Press freedoms do exist in the United States but this is not absolute. Independent outlets such as Gawker have been sued out of existence.

Commentators will go on each other's shows; this assists them in gaining followers. Some independent also try to get interviews in mainstream media to gain exposure.

If you have a YouTube channel you may want to tell people to subscribe to your channel.

Raising funds for independent operations

Many people raise funds through Patron and YouTube advertisement revenue. However in order for these fund raising mechanisms to be successful you would probably need hundreds/thousands of subscribers.

YouTube will not place advertisements on some videos. I frequently hear political commentators complain about this. Many of these commentators find other ways to fund their work.

You could do crowd funding campaigns but again you need an audience to successfully do this. It's possible you can leverage another person's/company's audience.

Some people have raised thousands through crowd funding and built entire studios from the proceeds.

PressPatron.com could be another option. Many commentators also have Substack.com newsletters; people pay a small fee to get a newsletter.

Social media

Many journalists and commentators maintain public social media profiles. They utilize social media to build a following and promote their work.

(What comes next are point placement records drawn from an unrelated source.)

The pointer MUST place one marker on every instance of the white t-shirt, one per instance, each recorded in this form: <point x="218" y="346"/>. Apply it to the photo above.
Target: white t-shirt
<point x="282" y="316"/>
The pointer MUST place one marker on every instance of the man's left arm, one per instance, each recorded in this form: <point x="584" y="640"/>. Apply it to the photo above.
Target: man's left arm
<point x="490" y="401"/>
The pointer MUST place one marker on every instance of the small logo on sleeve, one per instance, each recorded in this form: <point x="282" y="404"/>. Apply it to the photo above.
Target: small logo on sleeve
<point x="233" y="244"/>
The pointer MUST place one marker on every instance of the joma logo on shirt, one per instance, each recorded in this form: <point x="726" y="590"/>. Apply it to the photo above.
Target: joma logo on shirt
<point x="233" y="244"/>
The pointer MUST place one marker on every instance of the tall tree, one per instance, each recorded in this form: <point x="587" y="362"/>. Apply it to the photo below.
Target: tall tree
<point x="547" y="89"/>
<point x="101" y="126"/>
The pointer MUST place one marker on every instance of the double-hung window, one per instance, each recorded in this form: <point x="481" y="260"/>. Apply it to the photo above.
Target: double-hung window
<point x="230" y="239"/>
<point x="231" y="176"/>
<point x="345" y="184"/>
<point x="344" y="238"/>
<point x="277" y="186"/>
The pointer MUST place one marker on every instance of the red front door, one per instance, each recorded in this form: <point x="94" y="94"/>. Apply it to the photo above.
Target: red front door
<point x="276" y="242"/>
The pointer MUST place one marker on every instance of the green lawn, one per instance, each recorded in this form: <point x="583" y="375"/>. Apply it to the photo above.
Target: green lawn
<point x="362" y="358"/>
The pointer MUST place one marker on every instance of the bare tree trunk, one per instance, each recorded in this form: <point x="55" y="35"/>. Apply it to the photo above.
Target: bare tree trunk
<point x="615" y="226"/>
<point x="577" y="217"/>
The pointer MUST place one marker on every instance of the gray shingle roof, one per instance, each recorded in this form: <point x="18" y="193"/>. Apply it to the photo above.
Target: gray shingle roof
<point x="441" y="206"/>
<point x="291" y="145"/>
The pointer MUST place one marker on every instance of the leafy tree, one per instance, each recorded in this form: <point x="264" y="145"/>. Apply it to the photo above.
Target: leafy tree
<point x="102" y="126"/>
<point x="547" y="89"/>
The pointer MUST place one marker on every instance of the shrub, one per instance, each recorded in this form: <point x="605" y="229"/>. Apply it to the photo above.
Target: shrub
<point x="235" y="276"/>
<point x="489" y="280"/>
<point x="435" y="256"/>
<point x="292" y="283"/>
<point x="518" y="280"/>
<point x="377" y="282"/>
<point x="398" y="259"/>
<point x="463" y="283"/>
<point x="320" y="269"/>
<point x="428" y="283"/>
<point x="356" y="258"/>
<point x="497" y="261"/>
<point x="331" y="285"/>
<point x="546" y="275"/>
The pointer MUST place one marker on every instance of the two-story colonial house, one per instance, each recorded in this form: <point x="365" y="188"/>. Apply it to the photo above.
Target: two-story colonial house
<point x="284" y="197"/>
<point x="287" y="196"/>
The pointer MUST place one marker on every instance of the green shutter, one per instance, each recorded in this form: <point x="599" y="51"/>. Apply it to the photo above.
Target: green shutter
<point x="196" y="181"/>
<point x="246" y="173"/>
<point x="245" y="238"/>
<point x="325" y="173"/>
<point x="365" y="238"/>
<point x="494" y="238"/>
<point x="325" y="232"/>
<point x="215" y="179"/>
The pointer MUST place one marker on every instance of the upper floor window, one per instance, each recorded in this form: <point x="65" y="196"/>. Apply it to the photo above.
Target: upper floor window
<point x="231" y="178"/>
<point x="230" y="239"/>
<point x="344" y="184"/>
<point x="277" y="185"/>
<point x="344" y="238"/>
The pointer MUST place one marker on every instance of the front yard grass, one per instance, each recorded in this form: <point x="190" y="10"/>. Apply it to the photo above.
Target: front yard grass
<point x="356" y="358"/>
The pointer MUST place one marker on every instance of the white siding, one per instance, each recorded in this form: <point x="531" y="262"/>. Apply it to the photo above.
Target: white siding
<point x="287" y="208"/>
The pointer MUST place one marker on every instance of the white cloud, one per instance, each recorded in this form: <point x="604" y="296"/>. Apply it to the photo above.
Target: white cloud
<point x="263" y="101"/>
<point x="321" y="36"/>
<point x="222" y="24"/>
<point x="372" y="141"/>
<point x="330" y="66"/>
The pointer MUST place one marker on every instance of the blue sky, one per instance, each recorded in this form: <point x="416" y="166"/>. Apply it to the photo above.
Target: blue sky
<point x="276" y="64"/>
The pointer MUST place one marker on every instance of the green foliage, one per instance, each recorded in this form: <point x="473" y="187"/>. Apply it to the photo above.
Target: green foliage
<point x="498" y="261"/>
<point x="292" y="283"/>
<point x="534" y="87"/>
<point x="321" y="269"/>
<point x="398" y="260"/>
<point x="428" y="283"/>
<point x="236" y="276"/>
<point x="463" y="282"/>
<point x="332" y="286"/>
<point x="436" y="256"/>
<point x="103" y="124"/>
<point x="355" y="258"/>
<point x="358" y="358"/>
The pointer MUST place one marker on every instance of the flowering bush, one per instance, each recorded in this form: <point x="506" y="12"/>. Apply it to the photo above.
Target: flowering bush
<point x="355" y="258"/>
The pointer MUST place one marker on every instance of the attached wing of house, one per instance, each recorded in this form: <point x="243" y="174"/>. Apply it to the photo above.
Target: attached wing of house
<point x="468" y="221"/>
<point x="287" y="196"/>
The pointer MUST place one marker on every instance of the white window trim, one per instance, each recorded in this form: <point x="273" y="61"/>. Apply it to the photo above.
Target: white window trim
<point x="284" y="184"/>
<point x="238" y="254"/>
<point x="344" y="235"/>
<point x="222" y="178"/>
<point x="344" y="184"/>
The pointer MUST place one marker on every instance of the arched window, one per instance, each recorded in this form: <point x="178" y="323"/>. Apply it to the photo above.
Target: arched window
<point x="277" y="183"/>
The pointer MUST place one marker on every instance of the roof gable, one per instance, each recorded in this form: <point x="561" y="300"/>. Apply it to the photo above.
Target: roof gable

If they work independently they may utilize their social media following to raise funds.

Some journalists have an Email they utilize to gather tips about potential stories.

People will probably use social media to criticize you. It's important to separate constructive criticism from trolling. You can ignore or ban trolls if you want.

Accessibility limitations

If you require an assistant it could be more expensive to travel. A corporation may hire you as a local journalist.

It can be difficult to get into buildings and houses depending on your mobility needs. However you could meet the people you're interviewing in a more accessible building or do the interview online.

If you cannot talk (like me) this could impact your ability to interview people and/or ask follow up questions. All of my interviews have been conducted through Email so you can probably work around this limitation.

If you're not good with deadlines then you may struggle doing journalism and/or commentary.